I understand why In-N-Out might be upset, but I don't understand how they could possibly have any legal standing.
Trademark infringement and dilution. By pretending to be In N Out they confuse customers into thinking they are buying from In N Out directly.

There is a first sale doctrine in Trademark, but it might not (probably?) won't apply here. First, courts have found that not all reselling falls under first sale if the products aren't exactly the same. Here, by delivering they are serving different food because it gets cold and soggy. They could also argue that In N Out doesn't provide delivery service and this place is selling that service using In N Outs trademark.

The damage to In N Out is brand devaluation. People might think that In N Out sucks.

A clear example is: You can resell macbooks. You can buy them, sell them, even repair them.

But you can't set up a fake Apple Store that looks like a regular one.

Doordash is argue they are doing the former, and In N out will say the latter.

Apple store is an interesting example. If you put up a giant flyer "Macbooks sold here!" but stripped them for parts, replacing the RAM and SSD with slower, cheaper versions, you might expect angry letters from Apple too.
Ironically,you couldnt really,since they already are the cheap stuff
There's probably something illegal about using their logo and displaying a modified menu with marked up prices.
That's the trademark side of the case, and yes, In N Out could probably successfully argue that usage of their logo implies endorsement and/or is likely to create consumer confusion and that it's therefore a trademark violation.
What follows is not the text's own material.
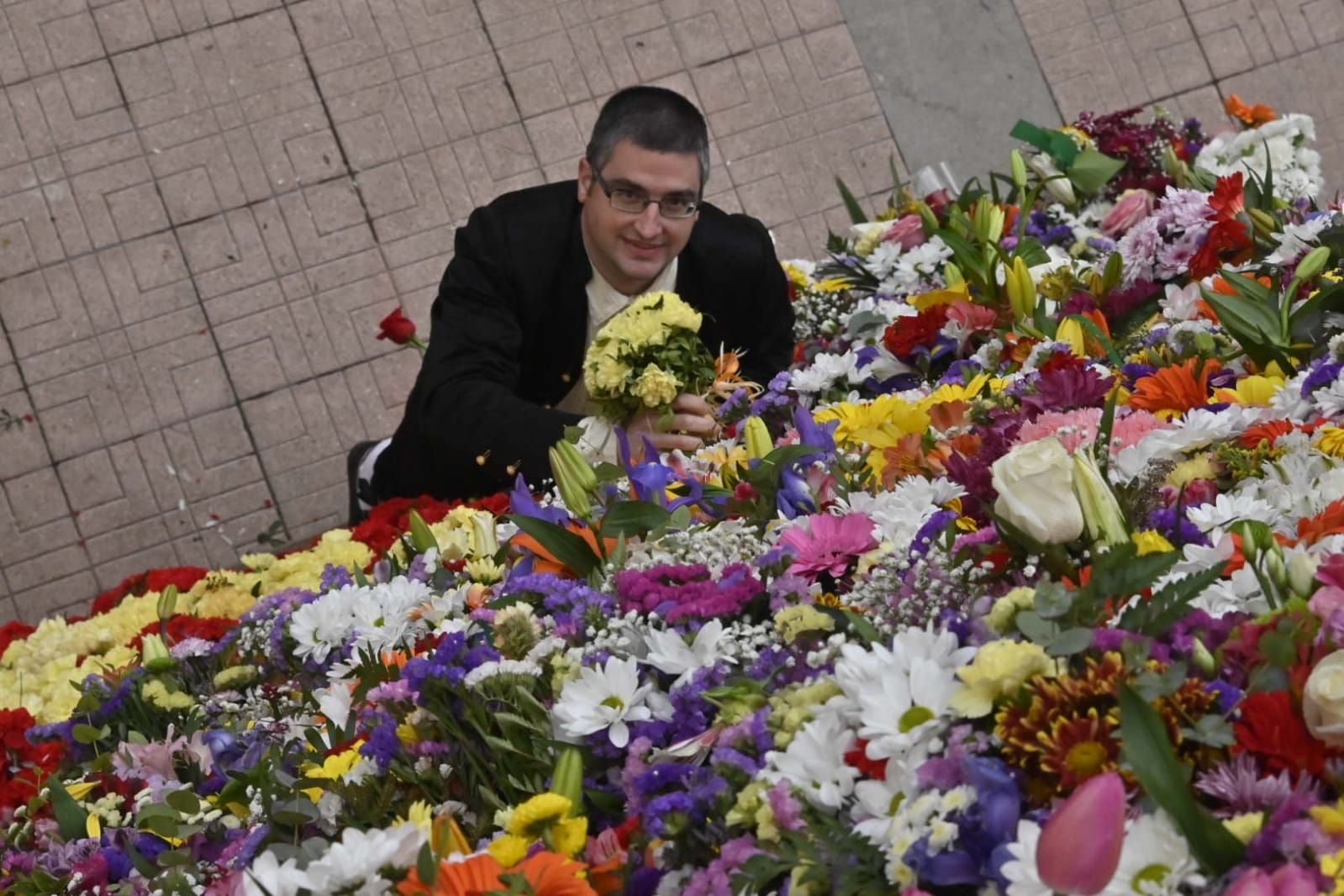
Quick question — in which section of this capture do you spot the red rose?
[882,305,947,360]
[377,308,415,345]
That's pretty easy for DoorDash to put to rest; just stop putting In N Out's logo on the site. A few good, highly-visible disclaimers would probably put any remainder of a trademark claim to rest.
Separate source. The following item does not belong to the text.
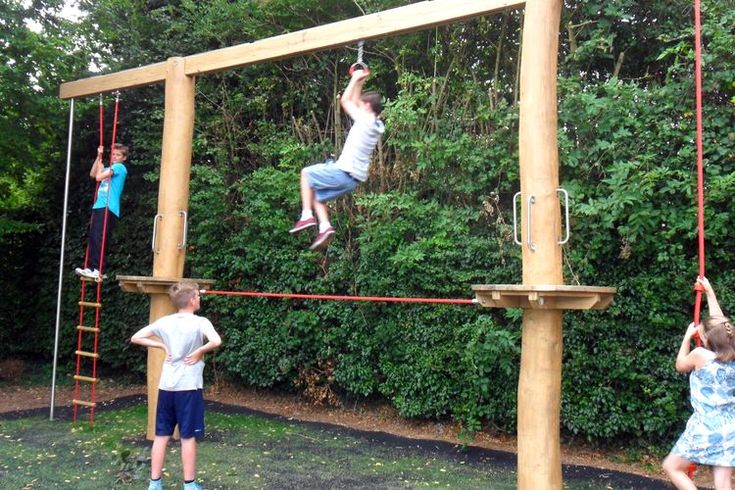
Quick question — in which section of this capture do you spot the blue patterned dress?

A modified menu would be tougher. You can argue that there may be copyright infringement, and that may be valid to a limited extent, but DoorDash could put up a version of the menu that wasn't copyrighted, as its heart, menus are factual arrangements, and facts are not original creative works subject to copyright (though a specific arrangement of those facts may be). In N Out could also claim that there's trademark infringement if DoorDash is using trademarked food names, but I think it'd be a harder argument to win, since DoorDash can argue it's a nominative use.

IANAL.

I can understand the factual part, but only if they didn't alter the prices. They'd have to at least mark it clearly that they're charging on top of the prices some amount.
they probably would need to strip the fluff from the menu. ie. the hot juicy blah burger with .... is just burger, ketchup, mayo, lettuce.
They don't need legal standing. They're a big company, and big companies sue people they don't like into bankruptcy. The basis of the claim only needs to look vaguely possibly meritorious for the lawsuit to be forced through the uber-expensive court circuit.

Only way to avoid being sued into bankruptcy after you've pissed off someone big enough is for your company to be doing dozens of millions each year at minimum, and thus, have the resources to tolerate the associated legal fees. If you make someone mad before this happens, expect to be forced to shut down.
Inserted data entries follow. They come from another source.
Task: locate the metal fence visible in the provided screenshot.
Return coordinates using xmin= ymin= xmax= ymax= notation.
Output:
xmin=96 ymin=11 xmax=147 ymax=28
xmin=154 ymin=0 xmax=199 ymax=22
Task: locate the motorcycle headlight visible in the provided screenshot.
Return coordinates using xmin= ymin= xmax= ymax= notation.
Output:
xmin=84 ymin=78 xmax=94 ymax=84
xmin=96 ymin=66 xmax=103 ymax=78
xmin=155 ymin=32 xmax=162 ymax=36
In-N-Out are more vulnerable to delivery delays because they serve real french fries rather than the reconstituted chemistry experiments that most fast food places have. They are delicious when they come out the window, but must be eaten immediately to avoid calamity. So even if DoorDash were doing everything right, customers would not be happy with the french fries.
"people might blame the restaurant, not DoorDash"

Hence why they should not be allowed to use In-n-Out's logo or otherwise imply there's some sort of partnership.